Why is it always a revenue shortfall and never a spending problem? That’s a rhetorical question, of course.
In unveiling a $122.5 billion general fund budget proposal for the 2017-18 fiscal year, Brown said the projected deficit can be eliminated and he proposed moves that might make the Democrat-controlled Legislature cringe.
Among them are:
- Spending $2 billion more on public schools and community colleges in 2017-18 instead of $3.8 billion more by adjusting the Proposition 98 formula that guarantees funding. K-14 would receive $73.5 billion in the next fiscal year under the proposed budget.
- Eliminating last year’s one-time allocation of $400 million for affordable housing that was never spent.
- Eliminating last year’s one-time allocation of $300 million for state building modernization that was never spent
- Pausing rate increases for child care and freezing Middle Class scholarships so that no new students receive them. Also freezing state spending, including money that implements new legislation.
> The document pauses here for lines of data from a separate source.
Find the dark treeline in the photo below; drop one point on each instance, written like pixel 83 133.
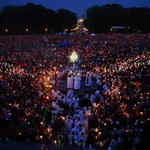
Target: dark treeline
pixel 36 19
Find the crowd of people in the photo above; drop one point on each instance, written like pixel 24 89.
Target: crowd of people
pixel 114 115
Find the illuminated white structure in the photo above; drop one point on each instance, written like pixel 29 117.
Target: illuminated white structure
pixel 73 58
pixel 80 29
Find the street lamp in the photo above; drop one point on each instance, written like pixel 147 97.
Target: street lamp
pixel 74 58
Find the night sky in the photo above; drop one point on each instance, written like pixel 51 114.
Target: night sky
pixel 77 6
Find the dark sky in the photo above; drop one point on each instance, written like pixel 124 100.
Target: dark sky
pixel 77 6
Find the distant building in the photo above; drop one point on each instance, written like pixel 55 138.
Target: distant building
pixel 80 29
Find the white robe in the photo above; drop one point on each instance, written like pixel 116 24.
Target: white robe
pixel 77 82
pixel 70 82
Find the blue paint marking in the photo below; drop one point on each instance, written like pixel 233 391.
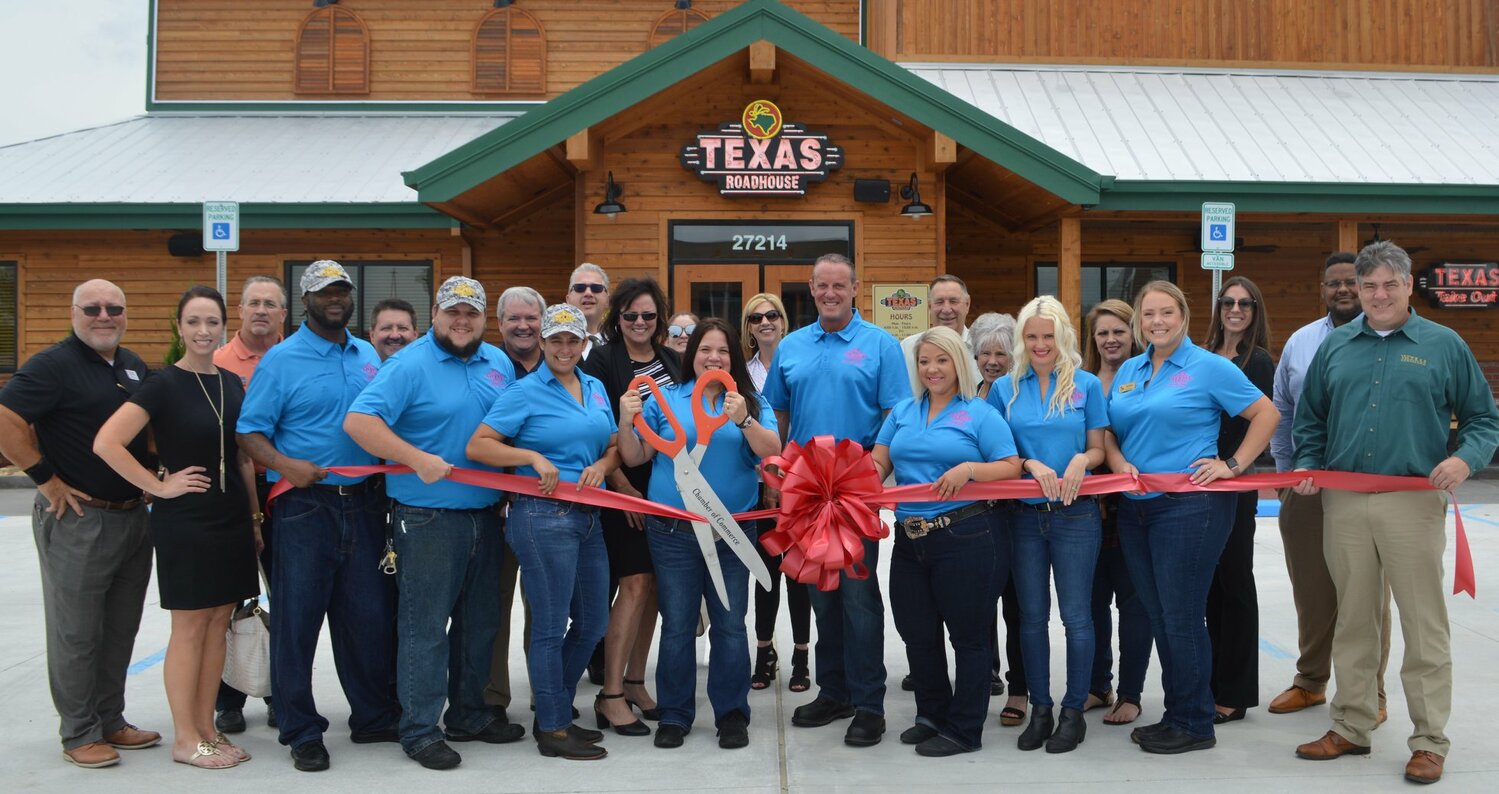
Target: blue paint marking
pixel 147 662
pixel 1273 650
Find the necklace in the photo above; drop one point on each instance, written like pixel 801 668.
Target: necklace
pixel 218 414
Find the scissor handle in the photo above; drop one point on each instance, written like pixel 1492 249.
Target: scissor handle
pixel 705 421
pixel 669 448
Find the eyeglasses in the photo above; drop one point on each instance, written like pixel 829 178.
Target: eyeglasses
pixel 93 310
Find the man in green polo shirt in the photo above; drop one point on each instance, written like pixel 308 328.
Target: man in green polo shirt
pixel 1378 399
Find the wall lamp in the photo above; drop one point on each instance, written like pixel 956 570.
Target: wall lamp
pixel 610 205
pixel 915 207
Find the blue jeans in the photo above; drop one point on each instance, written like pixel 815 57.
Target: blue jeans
pixel 447 619
pixel 1062 543
pixel 564 570
pixel 1171 546
pixel 951 579
pixel 850 638
pixel 327 550
pixel 681 585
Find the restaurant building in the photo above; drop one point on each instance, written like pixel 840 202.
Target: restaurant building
pixel 1027 146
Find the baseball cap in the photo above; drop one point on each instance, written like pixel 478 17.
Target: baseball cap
pixel 323 273
pixel 460 289
pixel 564 318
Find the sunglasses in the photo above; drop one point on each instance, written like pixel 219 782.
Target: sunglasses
pixel 93 310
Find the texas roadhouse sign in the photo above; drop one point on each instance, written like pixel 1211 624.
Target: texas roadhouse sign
pixel 762 155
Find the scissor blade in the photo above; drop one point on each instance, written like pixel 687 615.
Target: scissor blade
pixel 699 496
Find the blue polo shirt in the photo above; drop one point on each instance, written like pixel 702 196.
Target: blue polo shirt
pixel 969 430
pixel 299 397
pixel 837 384
pixel 433 400
pixel 729 465
pixel 538 414
pixel 1044 435
pixel 1166 421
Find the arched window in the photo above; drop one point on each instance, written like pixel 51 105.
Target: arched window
pixel 675 23
pixel 510 54
pixel 333 53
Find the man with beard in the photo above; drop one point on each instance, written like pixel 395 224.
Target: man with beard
pixel 588 289
pixel 393 325
pixel 263 310
pixel 420 412
pixel 330 528
pixel 89 522
pixel 946 304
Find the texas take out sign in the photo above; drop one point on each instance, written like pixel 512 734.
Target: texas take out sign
pixel 762 155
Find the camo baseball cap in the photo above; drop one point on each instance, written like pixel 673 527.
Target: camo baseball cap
pixel 564 318
pixel 460 289
pixel 323 273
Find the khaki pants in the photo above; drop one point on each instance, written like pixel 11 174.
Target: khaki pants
pixel 1315 596
pixel 1396 537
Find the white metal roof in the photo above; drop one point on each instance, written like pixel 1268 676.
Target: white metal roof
pixel 1208 125
pixel 165 159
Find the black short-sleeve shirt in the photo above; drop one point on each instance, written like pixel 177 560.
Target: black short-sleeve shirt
pixel 68 391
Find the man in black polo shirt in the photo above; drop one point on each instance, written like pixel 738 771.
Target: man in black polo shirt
pixel 89 522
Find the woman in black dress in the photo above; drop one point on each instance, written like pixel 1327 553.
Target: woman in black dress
pixel 204 519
“We are in very uncertain times,” Brown said. “We are subject to a lot of unpredictability … I think it is time for precaution.”
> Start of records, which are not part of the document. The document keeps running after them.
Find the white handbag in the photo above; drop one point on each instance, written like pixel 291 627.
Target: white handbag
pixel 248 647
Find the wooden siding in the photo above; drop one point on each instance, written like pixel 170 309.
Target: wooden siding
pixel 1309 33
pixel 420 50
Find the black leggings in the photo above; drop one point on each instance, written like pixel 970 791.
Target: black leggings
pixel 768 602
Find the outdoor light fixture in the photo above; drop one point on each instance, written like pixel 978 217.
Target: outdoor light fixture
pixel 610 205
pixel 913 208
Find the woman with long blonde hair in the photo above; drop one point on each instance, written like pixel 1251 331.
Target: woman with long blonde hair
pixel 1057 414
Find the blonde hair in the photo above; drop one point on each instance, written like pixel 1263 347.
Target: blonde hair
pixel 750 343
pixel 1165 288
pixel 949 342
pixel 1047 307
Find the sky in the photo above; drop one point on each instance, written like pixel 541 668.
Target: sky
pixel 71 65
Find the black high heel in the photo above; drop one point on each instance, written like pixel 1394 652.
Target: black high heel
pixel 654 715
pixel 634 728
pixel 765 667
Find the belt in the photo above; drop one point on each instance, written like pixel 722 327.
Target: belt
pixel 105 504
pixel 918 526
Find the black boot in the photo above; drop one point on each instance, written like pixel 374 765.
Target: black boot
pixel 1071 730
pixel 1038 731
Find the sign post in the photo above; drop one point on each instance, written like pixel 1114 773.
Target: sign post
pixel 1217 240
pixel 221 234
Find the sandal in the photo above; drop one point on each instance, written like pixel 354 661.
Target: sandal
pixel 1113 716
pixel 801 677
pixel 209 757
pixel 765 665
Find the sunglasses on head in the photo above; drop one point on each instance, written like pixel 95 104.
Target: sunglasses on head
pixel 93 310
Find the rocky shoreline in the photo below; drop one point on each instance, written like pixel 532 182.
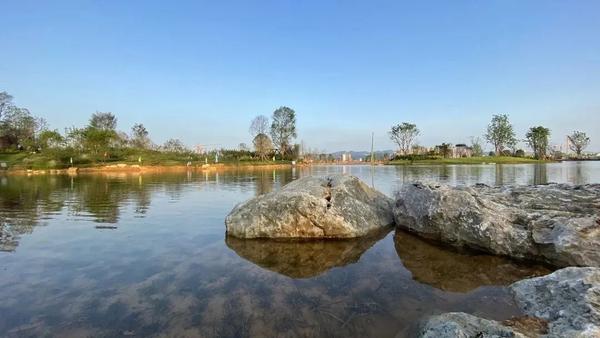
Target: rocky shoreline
pixel 555 224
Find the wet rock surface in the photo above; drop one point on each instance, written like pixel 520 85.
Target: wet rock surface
pixel 303 259
pixel 454 270
pixel 569 299
pixel 565 303
pixel 557 224
pixel 337 206
pixel 463 325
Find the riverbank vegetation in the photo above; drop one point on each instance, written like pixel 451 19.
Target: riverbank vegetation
pixel 27 142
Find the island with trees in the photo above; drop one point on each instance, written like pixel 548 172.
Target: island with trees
pixel 28 143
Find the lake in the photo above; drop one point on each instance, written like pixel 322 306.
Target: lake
pixel 108 255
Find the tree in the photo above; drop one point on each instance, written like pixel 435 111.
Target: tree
pixel 174 146
pixel 578 141
pixel 19 127
pixel 283 128
pixel 97 139
pixel 139 136
pixel 500 133
pixel 476 146
pixel 537 139
pixel 103 121
pixel 403 135
pixel 50 139
pixel 445 149
pixel 262 145
pixel 5 102
pixel 259 125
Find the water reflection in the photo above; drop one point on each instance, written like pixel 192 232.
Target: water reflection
pixel 450 270
pixel 302 259
pixel 166 270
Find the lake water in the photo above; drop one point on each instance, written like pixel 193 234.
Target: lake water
pixel 146 255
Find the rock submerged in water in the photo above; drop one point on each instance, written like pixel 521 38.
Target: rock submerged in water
pixel 337 206
pixel 565 303
pixel 557 224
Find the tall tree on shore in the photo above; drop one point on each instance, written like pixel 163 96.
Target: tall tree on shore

Budget negotiations in recent years have been characterized by Brown’s insistence that the state be cautious in its spending, with his January proposal providing a starting point for six months of negotiations with Democrats who have in previous years urged more spending on social programs.
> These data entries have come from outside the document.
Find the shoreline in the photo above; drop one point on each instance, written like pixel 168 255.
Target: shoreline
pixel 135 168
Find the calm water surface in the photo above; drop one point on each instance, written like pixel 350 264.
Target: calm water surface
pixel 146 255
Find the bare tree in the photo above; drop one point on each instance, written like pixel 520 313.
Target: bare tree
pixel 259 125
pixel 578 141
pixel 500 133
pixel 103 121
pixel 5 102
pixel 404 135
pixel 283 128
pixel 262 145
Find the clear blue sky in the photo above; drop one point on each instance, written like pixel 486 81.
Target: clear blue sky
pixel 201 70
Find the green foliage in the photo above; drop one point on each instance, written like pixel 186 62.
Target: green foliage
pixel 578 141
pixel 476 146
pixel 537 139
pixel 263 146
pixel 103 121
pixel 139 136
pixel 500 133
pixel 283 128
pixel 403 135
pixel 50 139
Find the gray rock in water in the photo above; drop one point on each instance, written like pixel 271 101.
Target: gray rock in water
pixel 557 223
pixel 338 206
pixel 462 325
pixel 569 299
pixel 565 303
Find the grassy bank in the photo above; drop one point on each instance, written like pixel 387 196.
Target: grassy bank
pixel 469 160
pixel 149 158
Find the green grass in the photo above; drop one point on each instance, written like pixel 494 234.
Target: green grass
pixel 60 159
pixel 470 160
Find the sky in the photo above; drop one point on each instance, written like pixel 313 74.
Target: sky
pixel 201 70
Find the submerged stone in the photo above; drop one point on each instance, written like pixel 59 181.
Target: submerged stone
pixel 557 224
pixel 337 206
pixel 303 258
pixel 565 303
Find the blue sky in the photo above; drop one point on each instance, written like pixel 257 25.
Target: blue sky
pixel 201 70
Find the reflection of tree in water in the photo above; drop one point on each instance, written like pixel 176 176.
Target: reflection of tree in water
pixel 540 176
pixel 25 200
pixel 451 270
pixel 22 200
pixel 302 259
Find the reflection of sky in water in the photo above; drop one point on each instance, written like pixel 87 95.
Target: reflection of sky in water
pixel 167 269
This is the first time since 2012-2013 that the governor’s budget projected a deficit. The governor cited lower than expected revenue, which fell short of estimates in five of the past seven months. Despite that, revenues are up 3 percent overall.
Last year, Brown and legislative leaders reached a budget deal days before the June 15 deadline for the state Legislature to pass the annual spending plan. With that deal in place, Brown uncharacteristically did not use his authority to change the budget passed by the Legislature
The current budget totals $122 billion and bolsters the $6.7 billion rainy day fund. The current budget also sends $71.9 billion to K-12 schools and community colleges, the highest amount sent to schools under the state’s minimum funding guarantee. That brought the per student spending in K-12 schools to $10,643, which is up $3,600 since 2011-12.
Under the budget proposal for the fiscal year that begins July 1, Brown wants to expand the rainy day fund by another $1 billion.
State lawmakers have emphasized the need to address the state’s woefully dated roads and bridges. In his budget, the governor pushed the same transportation package he introduced in 2015, which provides $4.2 billion each year to address the state’s highway system, much of which was built between the 1950s and early 1970s.
Brown’s transportation plan includes a new $65 highway user fee paid by California drivers plus higher taxes at the gas pump.
Population increases in recent decades along with more trucks on the roadways due to increased international trade moving goods from the state’s ports has placed additional pressure on the aging highways. At the same time, fuel-efficient cars have become more popular, leading to a decrease in the amount of the taxes collected at the pump to pay for the transportation infrastructure.